Wien – Die öffentliche Verhandlung vor dem Verfassungsgerichtshof (VfGH) zur Anfechtung der Bundespräsidentenwahl wurde am Mittwochnachmittag fortgesetzt. Zu Wort kamen die Parteienvertreter, also die anfechtende Partei FPÖ, die Bundeswahlbehörde sowie Vertreter des designierten Bundespräsidenten Alexander Van der Bellen.

FPÖ-Anwalt Dieter Böhmdorfer hat die Briefwahl als "missbrauchsanfällig und sensibel" bezeichnet. "Möglicherweise ist das eine Überforderung der Behörden, weil die Briefwahlstimmen gestiegen sind – aber die Bundeswahlbehörde hätte sich drauf einstellen können."

Strenge Linie

Verfassungsrichter Johannes Schnizer hat in einer Frage an die Anwälte von Van der Bellen auf die lange und strenge Judikatur des VfGH in Sachen Wahlmanipulation verwiesen.
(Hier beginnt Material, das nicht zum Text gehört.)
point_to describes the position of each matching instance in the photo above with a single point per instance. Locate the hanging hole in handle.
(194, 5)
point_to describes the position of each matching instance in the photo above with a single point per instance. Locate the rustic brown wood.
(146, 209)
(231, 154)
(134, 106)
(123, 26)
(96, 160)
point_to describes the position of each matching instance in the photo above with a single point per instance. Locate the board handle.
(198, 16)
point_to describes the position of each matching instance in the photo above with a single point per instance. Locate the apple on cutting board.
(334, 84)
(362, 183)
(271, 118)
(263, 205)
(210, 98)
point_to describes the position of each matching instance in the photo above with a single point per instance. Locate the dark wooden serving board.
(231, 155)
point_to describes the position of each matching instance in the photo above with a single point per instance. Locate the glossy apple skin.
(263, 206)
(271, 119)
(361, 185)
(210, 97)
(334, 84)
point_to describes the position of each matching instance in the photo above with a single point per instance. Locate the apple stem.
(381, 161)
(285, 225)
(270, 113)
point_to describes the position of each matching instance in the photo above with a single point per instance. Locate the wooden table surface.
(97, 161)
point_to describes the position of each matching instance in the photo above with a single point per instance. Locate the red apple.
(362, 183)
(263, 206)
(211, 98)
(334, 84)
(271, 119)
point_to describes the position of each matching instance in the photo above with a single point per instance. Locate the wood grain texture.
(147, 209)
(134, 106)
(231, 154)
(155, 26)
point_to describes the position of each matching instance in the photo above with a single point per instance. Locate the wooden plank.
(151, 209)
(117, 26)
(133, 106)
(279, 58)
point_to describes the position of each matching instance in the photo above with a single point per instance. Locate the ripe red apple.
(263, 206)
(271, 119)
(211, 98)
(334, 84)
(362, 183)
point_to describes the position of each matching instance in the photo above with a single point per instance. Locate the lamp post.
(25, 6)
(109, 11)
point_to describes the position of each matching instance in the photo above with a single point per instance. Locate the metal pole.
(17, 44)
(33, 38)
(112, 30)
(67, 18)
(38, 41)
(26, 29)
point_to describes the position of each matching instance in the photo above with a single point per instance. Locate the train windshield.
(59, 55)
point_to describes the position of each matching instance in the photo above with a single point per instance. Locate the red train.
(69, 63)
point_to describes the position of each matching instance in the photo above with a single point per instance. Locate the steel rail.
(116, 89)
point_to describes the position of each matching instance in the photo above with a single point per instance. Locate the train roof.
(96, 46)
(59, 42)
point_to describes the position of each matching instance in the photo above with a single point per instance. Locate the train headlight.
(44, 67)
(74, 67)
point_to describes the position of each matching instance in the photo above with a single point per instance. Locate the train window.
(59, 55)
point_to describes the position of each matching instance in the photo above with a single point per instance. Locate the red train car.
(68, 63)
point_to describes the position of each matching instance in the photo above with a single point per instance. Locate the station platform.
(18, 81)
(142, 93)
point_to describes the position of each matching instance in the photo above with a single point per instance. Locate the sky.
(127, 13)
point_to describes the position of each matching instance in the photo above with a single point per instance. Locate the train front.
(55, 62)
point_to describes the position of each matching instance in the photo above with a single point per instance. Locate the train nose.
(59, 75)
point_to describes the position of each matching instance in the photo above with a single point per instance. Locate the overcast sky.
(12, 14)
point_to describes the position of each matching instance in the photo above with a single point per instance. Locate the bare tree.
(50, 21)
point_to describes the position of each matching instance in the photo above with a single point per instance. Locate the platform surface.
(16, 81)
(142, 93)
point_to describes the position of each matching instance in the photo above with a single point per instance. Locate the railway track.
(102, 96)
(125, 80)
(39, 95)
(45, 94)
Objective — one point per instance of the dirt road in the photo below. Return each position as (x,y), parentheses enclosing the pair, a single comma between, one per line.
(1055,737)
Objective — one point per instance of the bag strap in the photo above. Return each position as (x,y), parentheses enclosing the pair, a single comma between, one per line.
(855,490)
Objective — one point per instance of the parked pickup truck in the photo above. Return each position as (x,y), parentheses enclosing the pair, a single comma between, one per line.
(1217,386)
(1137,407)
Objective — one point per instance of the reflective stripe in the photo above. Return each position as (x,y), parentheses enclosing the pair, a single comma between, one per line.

Eine solche Rechtsprechung, wonach tatsächliche Manipulationen nicht nachgewiesen werden müssen, sondern schon die bloße Möglichkeit einer Manipulation entscheidend sei, gebe es seit 1927, so Schnizer.

Maria Windhager, Rechtsanwältin des Teams von Van der Bellen, sagte, man begrüße diese Judikatur. "Wir sind aber der Meinung, dass gar nicht davon abgegangen werden muss", so Windhager, denn: "Der Wahrheitsbeweis ist im aktuellen Fall in überzeugendem Ausmaß geglückt."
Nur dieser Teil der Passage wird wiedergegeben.